シミュレーションで高精度の再現に成功
―福島原発からの放射性セシウムの陸地沈着量
:国立環境研究所

 (独)国立環境研究所は3月4日、平成23年3月に発生した東北地方太平洋沖地震で東京電力福島第1原子力発電所から放出された放射性セシウム(セシウム137)の陸地への沈着量をシミュレーションによって精度高く再現することに成功したと発表した。

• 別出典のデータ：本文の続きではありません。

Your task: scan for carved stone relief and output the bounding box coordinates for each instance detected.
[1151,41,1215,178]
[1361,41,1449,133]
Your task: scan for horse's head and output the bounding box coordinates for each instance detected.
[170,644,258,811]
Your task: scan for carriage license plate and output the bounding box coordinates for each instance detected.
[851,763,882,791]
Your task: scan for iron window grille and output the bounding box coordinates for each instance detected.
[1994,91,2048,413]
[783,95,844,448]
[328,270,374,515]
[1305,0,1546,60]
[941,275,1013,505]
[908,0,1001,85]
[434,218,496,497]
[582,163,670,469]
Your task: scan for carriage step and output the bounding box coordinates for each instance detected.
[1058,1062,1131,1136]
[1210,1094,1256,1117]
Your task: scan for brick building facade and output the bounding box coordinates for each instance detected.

 同研究所は、23年8月に同原発からの放射性物質が大気中でどのように拡散・沈着したかを「大気輸送沈着シミュレーション」という手法で解析した結果を発表している。今回、さらにモデルを改良し、内外で発表されている3種類のセシウム137放出量推計値を用いて大気シミュレーションを行い、3種類のうちの日本原子力研究開発機構(JAEA)の推計結果を基にしたシミュレーションにより陸地への沈着量を高精度に再現した。
 使用したのは、JAEA、東京電力、ノルウェー大気研究所の各セシウム137放出量推計値。その結果、ノルウェー大気研究所の推計値によるシミュレーションでは、セシウム137の沈着量が実測値の2倍以上となり、東電の推計値を使うと過小評価になることが分かった。
 それに対し、JAEAの推計値を用いたシミュレーションでは、日本の陸地へのセシウム137の総沈着量の実測値2.4ペタ・ベクレル(1ペタは1,000兆)に近い2.2ペタ・ベクレルという結果が得られた。
 ただ、今回のシミュレーションは、日本の陸地へのセシウム137沈着量を検証しただけで、セシウム137の海上への輸送・沈着パターンはほとんど検証されていないことから「今後、大気モデルと海洋モデルを結合させて推計した海水中セシウム137濃度の検証などが必要」と同研究所はいっている。